El WiZink Center de Madrid fue el epicentro de lo que muchos ya califican como el evento pop de la década. Rosalía dio inicio a su esperada gira "Lux Tour" con un despliegue visual que rompe radicalmente con la estética de su era anterior.

En el arranque de su gira mundial, la artista catalana dejó de lado el minimalismo para abrazar una estética barroca y mística, donde la interacción directa con sus fans marcó el momento más emotivo de la noche.

El WiZink Center de Madrid fue el epicentro de lo que muchos ya califican como el evento pop de la década. Rosalía dio inicio a su esperada gira "Lux Tour" con un despliegue visual que rompe radicalmente con la estética de su era anterior.
Bajo una atmósfera de "aquelarre" moderno, la artista presentó un espectáculo cargado de simbolismo religioso, luces celestiales y una narrativa que explora la redención y la luz.
Sin embargo, más allá de las coreografías milimétricas y los nuevos arreglos de sus éxitos, el elemento que se robó la conversación en redes sociales y entre los asistentes fue la instalación de un confesionario hiperrealista en el centro de la pasarela.
A mitad del concierto, las luces se tornaron carmesí y una estructura de madera tallada emergió desde el foso. Rosalía, luciendo un diseño de alta costura que recordaba a una mantilla moderna, se sentó tras la rejilla del confesionario para interpretar una versión acústica de una de sus nuevas baladas.
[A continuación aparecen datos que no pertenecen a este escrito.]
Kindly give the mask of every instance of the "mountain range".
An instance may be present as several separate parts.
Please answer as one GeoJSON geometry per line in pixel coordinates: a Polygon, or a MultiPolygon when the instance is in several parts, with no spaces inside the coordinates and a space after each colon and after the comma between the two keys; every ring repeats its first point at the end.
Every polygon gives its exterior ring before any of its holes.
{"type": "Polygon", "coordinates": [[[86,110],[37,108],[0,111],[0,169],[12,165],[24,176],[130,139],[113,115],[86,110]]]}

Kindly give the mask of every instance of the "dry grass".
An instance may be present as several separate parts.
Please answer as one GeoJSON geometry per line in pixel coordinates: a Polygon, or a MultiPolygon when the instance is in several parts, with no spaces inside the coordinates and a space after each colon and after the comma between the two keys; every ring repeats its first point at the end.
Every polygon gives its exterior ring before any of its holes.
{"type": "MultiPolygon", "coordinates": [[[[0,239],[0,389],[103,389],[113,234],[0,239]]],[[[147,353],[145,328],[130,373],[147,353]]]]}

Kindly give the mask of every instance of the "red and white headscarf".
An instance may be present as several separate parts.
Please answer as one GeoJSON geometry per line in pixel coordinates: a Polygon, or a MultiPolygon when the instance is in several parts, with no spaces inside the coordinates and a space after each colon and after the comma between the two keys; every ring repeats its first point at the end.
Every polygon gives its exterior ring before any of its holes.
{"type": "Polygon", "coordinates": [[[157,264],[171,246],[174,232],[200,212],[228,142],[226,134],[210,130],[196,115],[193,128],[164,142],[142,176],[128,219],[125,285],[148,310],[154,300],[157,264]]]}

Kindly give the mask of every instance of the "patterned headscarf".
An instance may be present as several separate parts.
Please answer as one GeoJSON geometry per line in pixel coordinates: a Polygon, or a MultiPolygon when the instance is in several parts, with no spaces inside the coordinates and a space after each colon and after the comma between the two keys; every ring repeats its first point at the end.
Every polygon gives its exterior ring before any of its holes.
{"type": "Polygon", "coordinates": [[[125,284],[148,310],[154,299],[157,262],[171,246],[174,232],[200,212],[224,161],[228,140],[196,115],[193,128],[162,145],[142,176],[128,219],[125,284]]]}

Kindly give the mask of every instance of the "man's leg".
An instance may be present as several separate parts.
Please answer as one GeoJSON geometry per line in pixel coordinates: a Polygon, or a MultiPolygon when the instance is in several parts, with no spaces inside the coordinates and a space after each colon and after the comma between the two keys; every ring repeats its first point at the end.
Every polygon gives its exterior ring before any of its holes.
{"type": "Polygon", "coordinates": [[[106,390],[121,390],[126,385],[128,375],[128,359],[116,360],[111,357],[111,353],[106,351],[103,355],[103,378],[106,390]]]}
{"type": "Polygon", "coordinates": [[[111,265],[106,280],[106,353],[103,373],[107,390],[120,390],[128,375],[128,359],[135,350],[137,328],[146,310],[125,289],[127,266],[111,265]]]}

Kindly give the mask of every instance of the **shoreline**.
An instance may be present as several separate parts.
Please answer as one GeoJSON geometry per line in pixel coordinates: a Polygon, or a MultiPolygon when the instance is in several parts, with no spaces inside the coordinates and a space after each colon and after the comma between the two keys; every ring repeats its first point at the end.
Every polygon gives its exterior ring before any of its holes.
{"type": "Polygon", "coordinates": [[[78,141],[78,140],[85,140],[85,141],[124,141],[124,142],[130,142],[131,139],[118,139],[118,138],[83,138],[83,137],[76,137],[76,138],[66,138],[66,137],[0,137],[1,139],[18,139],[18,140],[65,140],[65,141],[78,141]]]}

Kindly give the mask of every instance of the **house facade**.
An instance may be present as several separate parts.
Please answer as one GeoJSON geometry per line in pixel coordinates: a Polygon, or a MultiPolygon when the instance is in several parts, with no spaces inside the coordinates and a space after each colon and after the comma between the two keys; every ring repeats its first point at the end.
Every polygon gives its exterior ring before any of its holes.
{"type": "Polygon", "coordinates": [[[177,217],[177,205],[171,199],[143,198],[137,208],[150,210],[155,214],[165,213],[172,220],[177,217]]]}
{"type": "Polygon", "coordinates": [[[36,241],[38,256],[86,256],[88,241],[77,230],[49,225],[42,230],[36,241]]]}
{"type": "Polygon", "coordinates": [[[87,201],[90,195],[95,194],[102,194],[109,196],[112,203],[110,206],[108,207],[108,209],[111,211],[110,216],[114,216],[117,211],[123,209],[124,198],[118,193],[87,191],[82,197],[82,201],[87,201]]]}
Este segmento no fue solo estético; la cantante invitó a tres seguidores seleccionados previamente a "confesarse" ante ella. El momento alcanzó su clímax emocional cuando una joven fan le agradeció entre lágrimas cómo su música la había ayudado en un proceso de duelo.
Rosalía, visiblemente conmovida, rompió la cuarta pared del dispositivo escénico para abrazar a la espectadora, transformando un show de estadio en un espacio de intimidad casi religiosa.

El resto del show mantuvo la vara alta. Desde la interpretación de "Perla", donde miles de esferas blancas descendieron del techo del pabellón, hasta el cierre con un despliegue de luces que simulaban una aurora boreal, el Lux Tour demuestra que Rosalía sigue a la vanguardia de la performance.

La crítica internacional ya destaca que este tour es una respuesta maximalista a la "Motomami World Tour". Si en 2022 la apuesta fue el vacío y las cámaras de TikTok, en 2026 la catalana apuesta por la opulencia, el contacto humano y el simbolismo sacro.
Con este primer concierto, Rosalía no solo confirma su estatus de superestrella global, sino que redefine lo que significa la "experiencia de fan". El confesionario de Madrid pasará a la historia como el lugar donde la diva se bajó del altar para escuchar a su pueblo.